Police bust Internet loan shark gang that scammed US$97 million from victims

Chen Huizhi
Over 10,000 people around China were conned by the gang of 86 suspects who operated through 23 mobile apps.
Chen Huizhi
Police bust Internet loan shark gang that scammed US$97 million from victims
Ti Gong

Suspects are rounded up from five cities and provinces last month.

A total of 86 suspects have been caught for allegedly running an Internet loan fraud that entrapped over 10,000 people around the country, Shanghai police said on Thursday.

The victims lost about 630 million yuan (US$97 million) to the suspects, police said.

Police in Fengxian District started their investigation in May this year after finding that several residents of the district had borrowed money from some Internet platforms and ended up deeply indebted to the lenders.

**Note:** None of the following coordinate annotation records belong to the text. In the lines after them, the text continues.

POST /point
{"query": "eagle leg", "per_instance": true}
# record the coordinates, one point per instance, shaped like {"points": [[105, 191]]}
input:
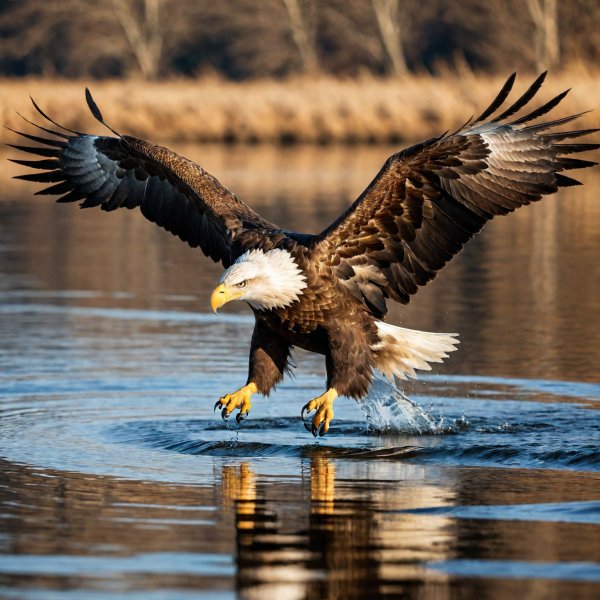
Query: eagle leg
{"points": [[238, 399], [323, 404]]}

The Internet loan platforms, operated through 23 mobile apps, were developed by a tech company in Jiangsu Province and then sold to the suspects who advertised low-interest loan services to the victims.

Other suspects were engaged to handle the illegal income through 41 bank accounts, police said.

When installing the apps on their phones, the victims gave access to their phone contact lists to the suspects, enabling the suspects to harass them by various means, according to police.

The victims were charged loan extension fees of 20 percent a day if they couldn't return the loans in time, a condition of which they were unaware when they borrowed the money.

The borrowers were bombarded by calls from the suspects and with ads for other fraudulent loan platforms from which to borrow new money to cover their old debts, police said.

To women debtors, the suspects even made threats of sending them edited pictures of naked women with their own faces superimposed, according to the police.

Under the "soft violence" exerted by the suspects, many victims saw their debts fast snowballing.

One of them, a woman surnamed Wang, borrowed a few thousand yuan in February this year and ended up returning about 1.5 million yuan to the suspects by May by selling her apartment, police said.

The suspects were rounded up from five cities and provinces last month.